Cryptographic Techniques. There are a number of cryptographic techniques that are employed to preserve the privacy in a distributed environment. It solves the problem of an untrusted environment. Cryptographic technique, such as homomorphic encryption can encrypt the data while it is sharing among different parties during processing in a collaborative environment [27]. This technique enables the data holder to process their encrypted data without privacy violation. Moreover, cryptographic approaches empower the parties to compute their results from aggregated input rather than sharing their original data [22, 24]. However, the involvement of a large number of participants can slow down the computation process. The use of data encryption during data analytics is difficult and it can also reduce the accuracy of the analysis.

2.2 Data in Transit

Distributed Privacy. Distributed privacy is popularized along with the attractiveness of distributed data mining. The goal of this technique is to perform data analysis within a distributed environment without violating the privacy of the original data [12]. Many algorithms, such as Naïve Bayes, ID3 decision tree, K-nearest neighbours, Support vector machine have been implemented in a distributed environment. However, distributed privacy has some limitations. Some participants are fully or partially adversaries and they do not wish to share their local data records with others.
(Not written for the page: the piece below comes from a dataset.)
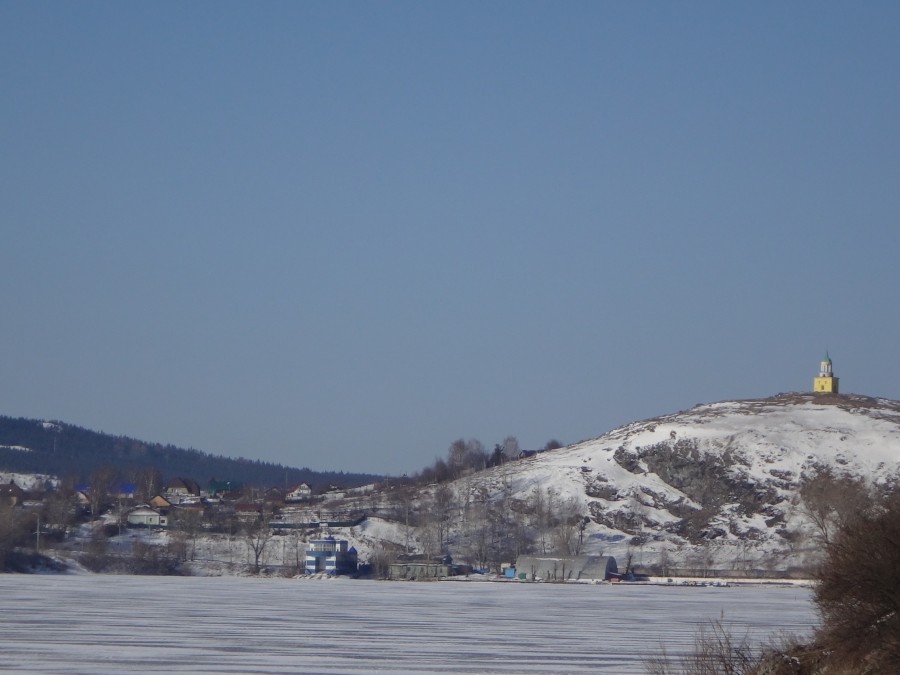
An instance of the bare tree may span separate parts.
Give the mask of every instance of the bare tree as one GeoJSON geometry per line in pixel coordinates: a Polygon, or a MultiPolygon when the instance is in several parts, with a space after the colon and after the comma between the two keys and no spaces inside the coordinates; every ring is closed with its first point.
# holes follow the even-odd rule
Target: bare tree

Secure Multi-party Computation (SMC). The concept of two-party computation for solving the problem of two millionaires introduced and extended to secure multi-party computation problems [20]. Secure multi-party computation is a sub-field of cryptography with the aim to allow a number of parties to jointly compute some known functions on private data in a distributed environment without revealing their individual data sites. Multi-party computation (MPC) system has three basic roles: 1) Set of input sites: provide input data to the trusted computation. 2) The result sites: received the results from the trusted computation. 3) The computing sites: mutually computing the trusted computation. Each member of the MPC computation may have more than one role. In real world, multi-party computation has many applications; Jana system that provides MPC-secure database developed by Galois Inc., Cybernetica also developed MPC-secure database, Partisia used MPC for their commercial activities since 2009, ... [2]. However, MPC protocols need each pair of parties to communicate with one another but in many cases it is not feasible for all pairs of parties to exchange messages like an application running between a web server and a number of clients, communication rounds between parties depend on the depth of the network. Moreover, the involvement of large number of parties makes the implementation of MPC more complex.

2.3 Data in Use

Differential Privacy. In 2006, differential privacy was introduced to protect the information of individuals [10]. The goal of this approach is to give roughly equal privacy to each entity of the dataset. The analyst does not have direct access to the dataset. Four-step process is completed without violating the privacy of entities: 1) analyst can create a query on database, 2) privacy mechanism accepts the query to calculate privacy risk, 3) and execute analyst’s query on the database, 4) at the end, the privacy mechanisms adds noise component (according to the calculated privacy risk) to the original results and give it back to the analyst. Noise component depends upon the privacy risk, [9]. In recent years, many organisations have used the differential privacy during the analysis stage, to protect the private and sensitive information; U.S Census Bureau in 2008 [18], Google’s RAPPOR in 2014 [11], Google in 2015, Apple in 2016, Microsoft in 2017 [5], Privitar Lens in 2019 and LinkedIn in 2020. Limitations: one major challenge encountered by them is related to auxiliary information. For instance, a person “A” height is a very delicate piece of information and the disclosure of “A’s” height is considered as privacy violation. If anyone only has access to the auxiliary information that “the person “A” has a height three inches shorter than the average height, they can deduce the person “A’s” height.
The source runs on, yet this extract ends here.